I wanted the novel to be fairly timeless without being anachronistic. It was important for details like Adderall’s advent or technological developments to be subtle but precise, because those were some of the only markers that indicated the years the women were living through. I set Lonely Crowds when I did because I really did not want to write about being a woman in the milieu I’m actually living in. I jokingly refer to this time period as the Boring Twenties and I was desperate to write about anything else, not out of nostalgia (since I wasn’t there) or because I think of the nineties as a particularly glamorous time, but because I wanted to distance myself as much as possible from my day-to-day life. I think a lot about this Rachel Cusk quote from Aftermath where she says of her divorce, “I don’t want to tell my story, I want to live.” I don’t particularly want to tell my story, either.
Writing in the voice of a child is often challenging. Yet you inhabit Ruth with striking clarity; even as a young girl, she is extremely perceptive. Ruth is always aware that her parents are imperfect people. How was writing from the perspective of a child different from that of an adult?
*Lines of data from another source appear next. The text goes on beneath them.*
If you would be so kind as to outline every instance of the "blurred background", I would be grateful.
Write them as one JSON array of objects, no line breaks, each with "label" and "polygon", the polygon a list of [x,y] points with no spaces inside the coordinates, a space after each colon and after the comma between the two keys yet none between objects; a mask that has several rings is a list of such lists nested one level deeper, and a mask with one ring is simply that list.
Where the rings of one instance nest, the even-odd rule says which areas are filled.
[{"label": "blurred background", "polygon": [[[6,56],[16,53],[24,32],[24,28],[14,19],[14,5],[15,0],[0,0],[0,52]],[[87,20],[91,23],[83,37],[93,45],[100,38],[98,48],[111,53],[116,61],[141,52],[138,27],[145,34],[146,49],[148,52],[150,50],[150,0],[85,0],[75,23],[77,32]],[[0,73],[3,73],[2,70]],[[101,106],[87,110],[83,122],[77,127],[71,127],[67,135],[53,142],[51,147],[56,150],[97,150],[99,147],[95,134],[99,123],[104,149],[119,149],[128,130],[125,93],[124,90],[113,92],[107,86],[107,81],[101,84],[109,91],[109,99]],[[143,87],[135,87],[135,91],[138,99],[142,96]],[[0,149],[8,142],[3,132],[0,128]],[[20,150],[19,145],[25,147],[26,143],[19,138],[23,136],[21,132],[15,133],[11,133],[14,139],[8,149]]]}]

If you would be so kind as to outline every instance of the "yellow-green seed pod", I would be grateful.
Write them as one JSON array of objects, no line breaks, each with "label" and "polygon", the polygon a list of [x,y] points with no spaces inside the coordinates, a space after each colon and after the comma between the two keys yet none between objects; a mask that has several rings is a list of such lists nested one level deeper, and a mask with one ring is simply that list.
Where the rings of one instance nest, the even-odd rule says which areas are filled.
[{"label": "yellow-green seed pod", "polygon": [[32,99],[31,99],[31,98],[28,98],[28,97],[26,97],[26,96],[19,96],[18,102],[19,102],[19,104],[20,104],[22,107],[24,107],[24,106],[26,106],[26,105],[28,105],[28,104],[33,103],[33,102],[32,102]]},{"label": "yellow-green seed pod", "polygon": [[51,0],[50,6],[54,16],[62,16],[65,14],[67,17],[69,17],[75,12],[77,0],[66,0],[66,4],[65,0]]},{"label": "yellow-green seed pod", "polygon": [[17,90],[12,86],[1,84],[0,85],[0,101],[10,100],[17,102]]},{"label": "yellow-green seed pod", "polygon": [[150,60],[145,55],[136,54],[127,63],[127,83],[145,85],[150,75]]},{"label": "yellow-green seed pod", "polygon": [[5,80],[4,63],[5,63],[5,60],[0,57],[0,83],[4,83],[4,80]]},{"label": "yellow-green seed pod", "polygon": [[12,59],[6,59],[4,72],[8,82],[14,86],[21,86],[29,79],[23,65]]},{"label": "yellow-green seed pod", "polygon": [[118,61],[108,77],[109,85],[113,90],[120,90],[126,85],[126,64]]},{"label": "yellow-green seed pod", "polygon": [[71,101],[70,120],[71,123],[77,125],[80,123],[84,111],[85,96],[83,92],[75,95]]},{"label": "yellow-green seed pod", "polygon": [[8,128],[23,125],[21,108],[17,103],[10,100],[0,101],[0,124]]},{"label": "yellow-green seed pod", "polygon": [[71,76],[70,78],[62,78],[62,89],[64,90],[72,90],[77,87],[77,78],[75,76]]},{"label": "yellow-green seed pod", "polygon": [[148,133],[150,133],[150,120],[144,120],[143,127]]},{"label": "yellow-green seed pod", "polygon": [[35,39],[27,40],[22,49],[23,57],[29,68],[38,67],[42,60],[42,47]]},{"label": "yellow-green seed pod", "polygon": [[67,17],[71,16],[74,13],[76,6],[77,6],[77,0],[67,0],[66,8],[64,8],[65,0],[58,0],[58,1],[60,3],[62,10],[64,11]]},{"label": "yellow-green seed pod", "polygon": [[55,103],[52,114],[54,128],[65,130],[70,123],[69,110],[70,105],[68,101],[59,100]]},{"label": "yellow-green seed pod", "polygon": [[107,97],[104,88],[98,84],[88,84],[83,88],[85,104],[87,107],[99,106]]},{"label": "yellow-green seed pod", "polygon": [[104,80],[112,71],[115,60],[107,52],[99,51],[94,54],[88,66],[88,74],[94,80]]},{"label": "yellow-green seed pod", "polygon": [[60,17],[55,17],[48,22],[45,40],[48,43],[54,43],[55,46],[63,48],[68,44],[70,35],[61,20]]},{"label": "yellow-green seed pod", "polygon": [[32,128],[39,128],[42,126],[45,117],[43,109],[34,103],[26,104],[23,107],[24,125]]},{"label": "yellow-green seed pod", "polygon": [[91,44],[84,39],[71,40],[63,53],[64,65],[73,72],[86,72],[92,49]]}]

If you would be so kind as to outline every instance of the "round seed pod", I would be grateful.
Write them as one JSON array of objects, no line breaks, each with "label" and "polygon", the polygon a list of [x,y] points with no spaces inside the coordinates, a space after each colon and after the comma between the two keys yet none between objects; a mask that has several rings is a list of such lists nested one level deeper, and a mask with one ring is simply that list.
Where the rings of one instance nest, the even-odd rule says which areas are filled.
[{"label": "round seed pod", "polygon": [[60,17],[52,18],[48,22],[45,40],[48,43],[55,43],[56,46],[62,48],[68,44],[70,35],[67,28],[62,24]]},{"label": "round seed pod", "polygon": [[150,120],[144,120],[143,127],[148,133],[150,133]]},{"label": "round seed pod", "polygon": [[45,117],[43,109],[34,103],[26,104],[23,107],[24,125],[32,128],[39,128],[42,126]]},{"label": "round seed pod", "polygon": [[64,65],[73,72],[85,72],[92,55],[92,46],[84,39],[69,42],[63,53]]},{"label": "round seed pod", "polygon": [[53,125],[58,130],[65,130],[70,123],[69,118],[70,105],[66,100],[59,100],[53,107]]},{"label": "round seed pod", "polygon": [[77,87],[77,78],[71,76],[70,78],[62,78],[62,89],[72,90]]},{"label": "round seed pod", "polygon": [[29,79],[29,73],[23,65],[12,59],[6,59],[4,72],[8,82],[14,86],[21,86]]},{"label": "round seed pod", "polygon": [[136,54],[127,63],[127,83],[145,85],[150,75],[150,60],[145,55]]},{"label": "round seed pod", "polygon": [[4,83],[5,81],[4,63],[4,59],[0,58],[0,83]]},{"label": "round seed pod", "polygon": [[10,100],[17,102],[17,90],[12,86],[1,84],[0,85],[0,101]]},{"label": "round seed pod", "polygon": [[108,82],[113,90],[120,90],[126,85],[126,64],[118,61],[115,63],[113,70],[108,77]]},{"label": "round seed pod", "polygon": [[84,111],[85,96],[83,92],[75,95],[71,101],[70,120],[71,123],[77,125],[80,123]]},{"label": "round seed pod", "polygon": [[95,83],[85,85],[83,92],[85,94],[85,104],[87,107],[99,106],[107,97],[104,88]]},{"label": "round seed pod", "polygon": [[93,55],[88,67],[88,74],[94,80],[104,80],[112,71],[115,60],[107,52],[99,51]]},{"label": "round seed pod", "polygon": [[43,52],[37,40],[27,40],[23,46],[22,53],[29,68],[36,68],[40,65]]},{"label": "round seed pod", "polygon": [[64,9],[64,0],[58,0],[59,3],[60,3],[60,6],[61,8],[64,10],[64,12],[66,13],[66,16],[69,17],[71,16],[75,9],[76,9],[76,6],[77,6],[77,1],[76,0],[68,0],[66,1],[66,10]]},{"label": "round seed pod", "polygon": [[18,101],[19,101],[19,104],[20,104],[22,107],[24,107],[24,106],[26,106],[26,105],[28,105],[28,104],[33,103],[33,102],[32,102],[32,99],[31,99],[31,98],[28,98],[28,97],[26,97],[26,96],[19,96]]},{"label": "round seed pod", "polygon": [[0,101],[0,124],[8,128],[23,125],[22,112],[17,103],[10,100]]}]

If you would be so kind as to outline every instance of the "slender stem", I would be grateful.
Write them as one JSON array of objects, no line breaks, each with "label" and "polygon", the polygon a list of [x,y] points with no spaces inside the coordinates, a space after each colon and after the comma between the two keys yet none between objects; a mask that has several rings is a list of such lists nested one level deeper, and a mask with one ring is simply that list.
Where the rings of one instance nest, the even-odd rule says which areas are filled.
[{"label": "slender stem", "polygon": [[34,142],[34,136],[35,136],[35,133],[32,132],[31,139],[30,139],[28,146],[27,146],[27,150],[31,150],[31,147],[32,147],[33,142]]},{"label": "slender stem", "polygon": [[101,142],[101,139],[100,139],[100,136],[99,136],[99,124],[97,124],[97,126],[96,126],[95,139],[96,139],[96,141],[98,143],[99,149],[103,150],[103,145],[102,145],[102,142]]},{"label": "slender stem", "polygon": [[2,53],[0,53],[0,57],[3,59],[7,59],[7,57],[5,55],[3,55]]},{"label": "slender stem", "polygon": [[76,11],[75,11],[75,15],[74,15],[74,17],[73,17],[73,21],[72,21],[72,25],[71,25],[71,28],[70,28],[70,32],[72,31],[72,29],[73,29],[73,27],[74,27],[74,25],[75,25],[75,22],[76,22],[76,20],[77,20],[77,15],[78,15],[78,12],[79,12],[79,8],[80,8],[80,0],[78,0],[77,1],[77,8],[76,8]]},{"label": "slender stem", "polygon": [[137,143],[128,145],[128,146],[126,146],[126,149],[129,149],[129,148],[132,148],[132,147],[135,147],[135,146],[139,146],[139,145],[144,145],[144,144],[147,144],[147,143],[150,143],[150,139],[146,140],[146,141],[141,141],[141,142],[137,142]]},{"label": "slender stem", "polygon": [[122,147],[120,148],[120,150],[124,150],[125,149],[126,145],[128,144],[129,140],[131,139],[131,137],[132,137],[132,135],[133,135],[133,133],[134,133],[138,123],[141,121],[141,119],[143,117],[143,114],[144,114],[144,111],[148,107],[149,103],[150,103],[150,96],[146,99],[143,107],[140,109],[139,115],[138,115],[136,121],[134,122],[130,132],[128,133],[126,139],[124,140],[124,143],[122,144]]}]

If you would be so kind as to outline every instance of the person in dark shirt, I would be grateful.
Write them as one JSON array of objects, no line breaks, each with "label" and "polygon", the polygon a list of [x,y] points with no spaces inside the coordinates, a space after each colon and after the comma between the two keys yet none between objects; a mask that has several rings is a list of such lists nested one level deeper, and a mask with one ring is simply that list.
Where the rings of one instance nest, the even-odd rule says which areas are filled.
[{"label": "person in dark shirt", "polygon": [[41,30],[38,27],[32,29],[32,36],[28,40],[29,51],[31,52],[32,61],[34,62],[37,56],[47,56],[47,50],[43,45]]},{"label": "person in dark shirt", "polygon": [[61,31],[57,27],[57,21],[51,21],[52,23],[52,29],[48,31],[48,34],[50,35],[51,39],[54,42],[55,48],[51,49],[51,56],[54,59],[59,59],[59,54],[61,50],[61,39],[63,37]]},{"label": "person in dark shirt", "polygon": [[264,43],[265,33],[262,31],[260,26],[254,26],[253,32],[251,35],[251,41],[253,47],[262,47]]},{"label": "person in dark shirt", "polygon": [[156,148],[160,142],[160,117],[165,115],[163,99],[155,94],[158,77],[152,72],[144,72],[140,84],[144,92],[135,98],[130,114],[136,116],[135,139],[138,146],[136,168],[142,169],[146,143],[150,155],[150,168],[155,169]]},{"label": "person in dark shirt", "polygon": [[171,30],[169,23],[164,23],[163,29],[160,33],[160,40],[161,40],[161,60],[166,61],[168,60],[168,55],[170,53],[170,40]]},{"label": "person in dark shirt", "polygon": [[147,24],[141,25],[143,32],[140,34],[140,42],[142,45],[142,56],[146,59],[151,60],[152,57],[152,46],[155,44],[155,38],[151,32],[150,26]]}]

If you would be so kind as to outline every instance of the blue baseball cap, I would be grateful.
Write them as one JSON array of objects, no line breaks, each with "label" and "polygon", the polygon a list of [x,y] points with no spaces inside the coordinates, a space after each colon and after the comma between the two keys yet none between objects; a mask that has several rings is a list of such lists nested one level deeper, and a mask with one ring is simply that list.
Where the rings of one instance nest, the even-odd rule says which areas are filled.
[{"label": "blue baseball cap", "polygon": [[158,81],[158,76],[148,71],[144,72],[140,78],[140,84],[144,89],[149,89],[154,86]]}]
I see a child’s point of view as very capacious and interesting because they can look at the world without editorializing or qualifying what they see. So when a child narrator does offer insight, or the kind of accidental wisdom a child can sometimes express, it feels less contrived and somehow more true. There’s a verse in the Bible where followers of Christ are encouraged to “become like little children.” I find it similarly aspirational to write the way a little child thinks and let yourself be a bit of a repository for the sensations of the world. Writers like Tove Ditlevsen and Jean Rhys did this very well.
You’re an editor at Joyland. How does editing affect your writing?
As an editor, I try to take on writing that is different from my own work. I don’t want to reproduce my sensibility by filtering out stories that don’t reflect my own style. That’s been a good challenge. It is all very new to me. Being on this side of the editorial experience has made me feel grateful to the people who have edited me. It’s a luxury to be edited or to be read at all.
Lonely Crowds begins with an epigraph from Franz Kafka’s Diaries: “When I think about it, I must say that my education has done me great harm in some respects.” In the novel, education is formative: to Maria and Ruth’s friendship, to Ruth’s artistic career, to finding mentorship. But it is also, at turns, stifling, oppressive, and traumatic. How did you make sense of its dual function?
I find that Kafka quote very enigmatic and moving, because clearly Kafka’s education yielded a genius. But according to him it was in spite of his education, not because of it, that he wrote as he did. Education for him was a source of pain. One of my favorite novellas is Stefan Zweig’s Confusion. It deals beautifully with the question of education — how it can be both repressive and edifying. I think that for many people education is basically synonymous with being disciplined. You forget as an adult how punitive teachers can be. It is all very repressive by design. And of course schools have to stifle their students in order to function in an orderly way. But what happens after being stifled for more than a decade? Now that I’m an adult, I’m surprised that children don’t misbehave even more than they do. They have almost no agency and they’re totally at the mercy of the adults around them. I think it’s totally reasonable to lash out in response to that kind of repression.